I think that notebooks have been a bit of a sideways step in a data science workflow. They're accessible, but they're tremendously brittle.

nl · on June 24, 2020

Notebooks are so much better than anything else I've used for data science.

I have a traditional SWEng background and came into data science never having used them. I'd never go back.

I'm not saying that they are impossible to improve, but as a general approach they are exactly right.

They are "brittle" when viewed as a software artefact. But that's not really what they are (or should be).

calebkaiser · on June 24, 2020

Not to be too self-promotion-y, but I work on an open source ML deployment that we built specifically because of how incongruous the data science workflow is to software engineering: https://github.com/cortexlabs/cortex

nostrebored · on June 24, 2020

I'm curious to get your input on the Model Monitor, Debugger, and Experiments features on Amazon SageMaker. Have you had a chance to play around with them?

nl · on June 24, 2020

I've tried Experiments.

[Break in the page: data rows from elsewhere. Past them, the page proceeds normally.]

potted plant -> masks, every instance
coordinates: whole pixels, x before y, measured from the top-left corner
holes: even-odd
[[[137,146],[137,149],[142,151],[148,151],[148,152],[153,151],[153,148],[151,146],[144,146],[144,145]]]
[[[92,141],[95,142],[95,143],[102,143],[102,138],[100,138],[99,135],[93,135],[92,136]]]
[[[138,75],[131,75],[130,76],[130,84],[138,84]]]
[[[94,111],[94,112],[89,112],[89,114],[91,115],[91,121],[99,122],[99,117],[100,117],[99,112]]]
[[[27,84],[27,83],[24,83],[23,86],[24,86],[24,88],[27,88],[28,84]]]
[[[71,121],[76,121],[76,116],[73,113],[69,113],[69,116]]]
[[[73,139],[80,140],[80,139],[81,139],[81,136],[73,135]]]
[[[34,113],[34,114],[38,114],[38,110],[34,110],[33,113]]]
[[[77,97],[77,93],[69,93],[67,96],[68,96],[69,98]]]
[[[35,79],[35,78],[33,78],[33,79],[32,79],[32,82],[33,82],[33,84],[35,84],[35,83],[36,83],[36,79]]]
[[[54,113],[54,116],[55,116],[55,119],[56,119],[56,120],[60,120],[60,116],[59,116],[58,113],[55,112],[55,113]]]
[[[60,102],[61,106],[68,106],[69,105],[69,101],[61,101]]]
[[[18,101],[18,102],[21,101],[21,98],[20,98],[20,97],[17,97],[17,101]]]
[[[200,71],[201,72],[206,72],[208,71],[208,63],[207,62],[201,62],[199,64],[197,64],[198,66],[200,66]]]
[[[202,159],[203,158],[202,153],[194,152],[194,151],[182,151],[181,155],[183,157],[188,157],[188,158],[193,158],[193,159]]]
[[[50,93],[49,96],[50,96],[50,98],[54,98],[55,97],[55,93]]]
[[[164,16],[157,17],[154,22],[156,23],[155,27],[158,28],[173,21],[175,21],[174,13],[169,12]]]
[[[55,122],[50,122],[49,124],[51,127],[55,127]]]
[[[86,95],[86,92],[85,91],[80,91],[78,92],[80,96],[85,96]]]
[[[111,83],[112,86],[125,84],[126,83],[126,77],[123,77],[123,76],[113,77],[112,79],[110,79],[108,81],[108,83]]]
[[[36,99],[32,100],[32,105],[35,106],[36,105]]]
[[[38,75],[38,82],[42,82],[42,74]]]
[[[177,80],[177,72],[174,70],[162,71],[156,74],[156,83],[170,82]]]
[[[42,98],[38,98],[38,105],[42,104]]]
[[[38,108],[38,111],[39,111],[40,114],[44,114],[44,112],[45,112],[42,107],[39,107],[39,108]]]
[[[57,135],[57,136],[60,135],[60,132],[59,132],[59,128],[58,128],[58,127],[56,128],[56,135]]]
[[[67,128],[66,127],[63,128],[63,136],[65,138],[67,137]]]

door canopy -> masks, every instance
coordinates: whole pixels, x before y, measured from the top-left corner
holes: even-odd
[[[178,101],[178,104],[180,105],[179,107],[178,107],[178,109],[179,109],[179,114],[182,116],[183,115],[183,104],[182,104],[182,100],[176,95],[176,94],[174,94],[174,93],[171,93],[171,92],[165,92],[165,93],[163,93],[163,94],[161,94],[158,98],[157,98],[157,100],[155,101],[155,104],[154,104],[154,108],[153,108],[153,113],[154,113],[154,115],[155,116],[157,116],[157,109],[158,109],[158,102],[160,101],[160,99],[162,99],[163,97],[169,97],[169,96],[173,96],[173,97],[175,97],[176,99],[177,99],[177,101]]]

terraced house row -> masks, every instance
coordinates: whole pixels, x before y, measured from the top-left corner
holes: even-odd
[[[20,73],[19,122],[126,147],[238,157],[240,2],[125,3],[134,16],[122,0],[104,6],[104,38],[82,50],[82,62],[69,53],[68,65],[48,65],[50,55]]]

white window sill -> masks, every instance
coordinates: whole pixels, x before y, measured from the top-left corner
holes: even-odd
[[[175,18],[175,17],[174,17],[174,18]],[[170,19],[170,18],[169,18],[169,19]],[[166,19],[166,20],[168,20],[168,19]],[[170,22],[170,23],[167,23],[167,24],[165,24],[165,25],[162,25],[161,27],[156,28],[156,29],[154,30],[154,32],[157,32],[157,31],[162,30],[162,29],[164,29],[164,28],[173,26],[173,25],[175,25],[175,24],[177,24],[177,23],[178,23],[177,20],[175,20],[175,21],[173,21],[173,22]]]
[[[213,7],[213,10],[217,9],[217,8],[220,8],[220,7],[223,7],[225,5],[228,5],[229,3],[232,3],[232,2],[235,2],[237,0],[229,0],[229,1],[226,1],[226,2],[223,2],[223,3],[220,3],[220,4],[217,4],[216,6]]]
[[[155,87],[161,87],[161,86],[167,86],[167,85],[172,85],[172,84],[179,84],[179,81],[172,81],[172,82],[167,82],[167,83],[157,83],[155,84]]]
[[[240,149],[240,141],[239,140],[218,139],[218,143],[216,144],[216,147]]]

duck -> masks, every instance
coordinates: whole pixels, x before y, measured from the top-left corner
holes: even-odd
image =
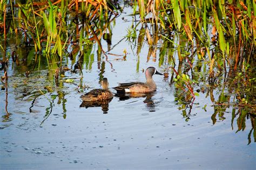
[[[96,101],[113,98],[113,93],[109,90],[107,78],[103,78],[102,81],[102,89],[93,89],[85,94],[82,95],[80,97],[84,101]]]
[[[145,71],[146,83],[131,82],[119,83],[119,86],[113,87],[117,93],[145,93],[155,91],[157,85],[152,78],[154,74],[163,75],[159,73],[154,67],[149,67]]]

It's great at the easy part of the ML workflow: optimising a working model. But it doesn't really help with the hard part - the debugging at the interface of the model and the data.

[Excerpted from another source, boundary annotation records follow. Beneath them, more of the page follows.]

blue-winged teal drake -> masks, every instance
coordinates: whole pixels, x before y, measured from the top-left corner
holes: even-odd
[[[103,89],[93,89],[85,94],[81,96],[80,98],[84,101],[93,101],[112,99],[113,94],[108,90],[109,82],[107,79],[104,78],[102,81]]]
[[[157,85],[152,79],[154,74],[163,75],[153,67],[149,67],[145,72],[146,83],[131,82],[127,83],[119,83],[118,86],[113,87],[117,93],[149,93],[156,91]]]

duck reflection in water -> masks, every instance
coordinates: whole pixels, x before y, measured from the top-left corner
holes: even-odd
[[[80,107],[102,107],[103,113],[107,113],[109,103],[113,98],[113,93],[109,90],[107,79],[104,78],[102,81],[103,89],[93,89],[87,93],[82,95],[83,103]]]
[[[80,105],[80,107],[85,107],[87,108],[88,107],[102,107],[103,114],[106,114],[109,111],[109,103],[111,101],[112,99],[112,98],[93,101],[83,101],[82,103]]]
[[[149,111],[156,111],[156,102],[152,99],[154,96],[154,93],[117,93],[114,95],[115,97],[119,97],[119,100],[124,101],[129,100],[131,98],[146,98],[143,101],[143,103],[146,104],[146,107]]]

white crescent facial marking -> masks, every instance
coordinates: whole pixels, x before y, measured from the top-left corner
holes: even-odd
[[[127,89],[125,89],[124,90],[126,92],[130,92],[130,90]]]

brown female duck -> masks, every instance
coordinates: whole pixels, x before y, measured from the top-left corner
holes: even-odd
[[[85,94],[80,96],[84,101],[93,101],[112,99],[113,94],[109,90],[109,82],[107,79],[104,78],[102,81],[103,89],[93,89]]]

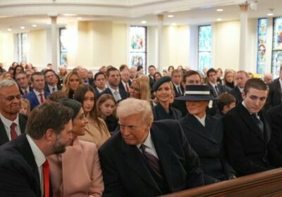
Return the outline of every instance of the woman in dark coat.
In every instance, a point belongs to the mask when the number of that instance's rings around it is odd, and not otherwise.
[[[179,122],[192,148],[199,155],[206,184],[235,178],[235,172],[226,160],[221,122],[206,113],[210,100],[206,85],[186,86],[186,94],[176,98],[186,101],[189,113]]]
[[[174,99],[174,91],[171,77],[166,76],[159,79],[154,83],[153,90],[158,100],[157,106],[153,108],[154,120],[179,120],[182,117],[181,112],[171,106]]]

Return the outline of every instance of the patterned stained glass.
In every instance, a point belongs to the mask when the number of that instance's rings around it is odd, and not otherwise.
[[[147,70],[147,27],[132,26],[130,28],[129,66],[142,65]]]
[[[272,49],[271,72],[274,78],[279,76],[281,66],[282,66],[282,17],[277,17],[274,18]]]
[[[60,29],[60,64],[68,65],[68,50],[66,49],[66,29]]]
[[[258,20],[257,73],[264,75],[266,46],[267,18]]]
[[[212,68],[212,25],[199,26],[198,70]]]

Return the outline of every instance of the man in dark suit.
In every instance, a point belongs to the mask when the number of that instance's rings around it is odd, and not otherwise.
[[[61,86],[58,84],[59,77],[55,71],[51,69],[46,70],[44,75],[45,77],[44,91],[52,94],[54,91],[61,89]]]
[[[179,70],[173,70],[171,72],[171,81],[173,84],[175,97],[178,97],[184,94],[184,88],[181,85],[183,72]]]
[[[236,105],[243,101],[242,92],[248,79],[249,75],[245,71],[239,70],[236,72],[237,85],[229,91],[236,99]]]
[[[178,122],[153,122],[149,103],[131,98],[117,115],[120,131],[99,150],[104,196],[157,196],[203,185],[199,158]]]
[[[44,103],[50,94],[44,91],[45,80],[42,73],[39,72],[34,72],[31,77],[31,80],[33,90],[25,95],[23,98],[30,101],[30,110],[32,110],[37,106]]]
[[[154,65],[150,65],[148,67],[148,71],[149,71],[149,84],[150,86],[151,89],[153,89],[153,85],[155,82],[154,80],[154,75],[156,72],[156,67],[154,67]]]
[[[123,89],[118,88],[118,84],[121,82],[121,75],[118,70],[114,67],[109,68],[106,70],[106,76],[108,77],[109,87],[101,92],[97,99],[104,94],[110,94],[113,95],[116,102],[119,102],[128,98],[128,93]]]
[[[270,127],[277,148],[282,154],[282,103],[270,109],[267,112],[267,115],[269,117]]]
[[[226,151],[229,161],[242,176],[282,166],[266,116],[262,110],[267,86],[250,79],[243,92],[243,101],[222,118]]]
[[[31,112],[26,134],[0,146],[0,196],[52,196],[46,157],[66,151],[72,114],[47,102]]]
[[[20,99],[20,91],[14,81],[0,81],[0,146],[25,131],[27,117],[18,113]]]
[[[119,89],[126,91],[129,96],[130,87],[131,82],[129,80],[129,70],[128,68],[125,68],[121,71],[121,82],[118,84],[118,88]]]
[[[25,95],[32,91],[32,87],[28,86],[27,75],[25,72],[20,72],[16,75],[16,81],[20,89],[21,95]]]
[[[270,109],[277,106],[282,101],[282,66],[280,68],[280,76],[269,84],[269,93],[265,108]]]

Say you are building a car detector or something. Building the CNN is ML101, and SageMaker experiments helps with optimising the training parameters to get the best out of the model.

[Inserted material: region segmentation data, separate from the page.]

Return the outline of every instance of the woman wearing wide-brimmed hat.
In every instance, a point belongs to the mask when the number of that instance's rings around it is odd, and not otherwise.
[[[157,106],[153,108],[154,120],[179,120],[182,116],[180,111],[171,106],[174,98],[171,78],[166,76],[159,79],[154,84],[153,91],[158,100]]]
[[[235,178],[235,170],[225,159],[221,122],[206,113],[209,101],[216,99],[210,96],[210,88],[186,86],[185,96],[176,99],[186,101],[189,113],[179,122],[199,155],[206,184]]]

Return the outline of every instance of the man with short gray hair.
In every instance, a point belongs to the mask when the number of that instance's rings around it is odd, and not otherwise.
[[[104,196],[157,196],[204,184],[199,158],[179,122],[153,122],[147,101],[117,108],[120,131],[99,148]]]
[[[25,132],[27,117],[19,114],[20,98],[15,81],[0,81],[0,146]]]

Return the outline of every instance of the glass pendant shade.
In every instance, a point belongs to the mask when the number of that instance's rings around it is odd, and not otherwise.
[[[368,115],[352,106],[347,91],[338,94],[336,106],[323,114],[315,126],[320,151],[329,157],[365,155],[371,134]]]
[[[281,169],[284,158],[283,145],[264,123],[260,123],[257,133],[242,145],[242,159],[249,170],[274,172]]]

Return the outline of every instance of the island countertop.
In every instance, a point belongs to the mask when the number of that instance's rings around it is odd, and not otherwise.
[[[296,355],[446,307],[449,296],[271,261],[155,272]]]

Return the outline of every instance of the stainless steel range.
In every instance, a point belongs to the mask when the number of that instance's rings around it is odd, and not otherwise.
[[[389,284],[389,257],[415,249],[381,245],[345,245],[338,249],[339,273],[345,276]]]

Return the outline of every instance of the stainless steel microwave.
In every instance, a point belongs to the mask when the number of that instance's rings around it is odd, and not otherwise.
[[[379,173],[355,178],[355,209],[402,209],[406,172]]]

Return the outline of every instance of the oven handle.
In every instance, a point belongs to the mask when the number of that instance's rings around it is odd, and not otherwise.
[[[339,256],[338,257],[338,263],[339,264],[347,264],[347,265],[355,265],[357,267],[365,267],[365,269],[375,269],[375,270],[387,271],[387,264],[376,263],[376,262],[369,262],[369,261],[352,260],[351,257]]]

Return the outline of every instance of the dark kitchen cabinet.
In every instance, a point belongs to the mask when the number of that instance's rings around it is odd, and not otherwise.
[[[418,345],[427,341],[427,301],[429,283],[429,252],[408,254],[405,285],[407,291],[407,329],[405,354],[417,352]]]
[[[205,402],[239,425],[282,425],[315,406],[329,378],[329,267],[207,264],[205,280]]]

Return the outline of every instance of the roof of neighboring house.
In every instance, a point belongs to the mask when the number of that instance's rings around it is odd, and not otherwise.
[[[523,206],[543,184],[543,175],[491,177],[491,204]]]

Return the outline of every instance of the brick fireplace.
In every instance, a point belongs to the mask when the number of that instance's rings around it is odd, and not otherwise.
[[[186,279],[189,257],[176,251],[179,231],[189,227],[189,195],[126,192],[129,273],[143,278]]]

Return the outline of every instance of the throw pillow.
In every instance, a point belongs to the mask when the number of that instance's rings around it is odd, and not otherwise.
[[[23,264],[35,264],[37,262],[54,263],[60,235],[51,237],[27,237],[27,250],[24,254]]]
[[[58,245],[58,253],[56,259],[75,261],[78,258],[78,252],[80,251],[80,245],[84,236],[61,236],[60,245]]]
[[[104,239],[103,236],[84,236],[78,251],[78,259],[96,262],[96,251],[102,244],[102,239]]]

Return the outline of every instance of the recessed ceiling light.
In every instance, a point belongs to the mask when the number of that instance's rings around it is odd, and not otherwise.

But that's not really a hard thing. The hard part is working out that your model is failing on cars with reflections of people in the windscreen or something, or your dataset co-ordinate space is "negative = up" so your in memory data augmentations are making the model learn upside down cars or something.

I don't know what Debugger gives me over a notebook, but I've only read the blog post.

I haven't tried Model Monitor but I do think that could be useful.

jiggunjer · on June 24, 2020

Any experience with ML in MATLAB?

Mumps · on June 24, 2020

I'll chime in, I did my thesis in MATLAB (specifically ML for MRI): While matlab itself wasn't the most fun to work with, they honestly have built a fantastic suite of tools. For example the Classifier App is amazing for brute forcing through a bunch of stuff.

Even went through a couple of hackathons with it and got some SoTA results.

I wouldn't ever go back to it, especially outside of academia. But it's not the worst thing out there.

nl · on June 24, 2020

Yes.

I mean it's fine, but I don't see any reason to use it instead of Python, and lots of reasons not to. But I'm not a mathematician by training.

I do quite like RStudio though, and I do see places where that is useful. So maybe MALBAB fits somewhere in between - less stats than R, less programmign that Python.

mkl · on June 24, 2020

I am a mathematician by training (+CS), I've worked in Matlab quite a bit, I've taught hundreds of students in it (having no say in language, but we're about to switch to Python), and I probably see even more reasons not to use it than you do. (I haven't done ML in it, but I'd be astounded if it wasn't terrible compared to Python and its ecosystem.)

I recommend avoiding Matlab for every use case unless they've got you trapped with a huge existing code base or reliance on a proprietary toolbox.

alexilliamson · on June 24, 2020

IMO whenever RStudio decides to support Jupyter notebooks, it's game over for everyone else. It's such a great piece of software for data analysis and I hope they continue to go broader than the just the R language.

langitbiru · on June 24, 2020

What do you think of Julia?

nl · on June 24, 2020

> Julia

The Haskell of Machine Learning.

https://www.jwz.org/doc/worse-is-better.html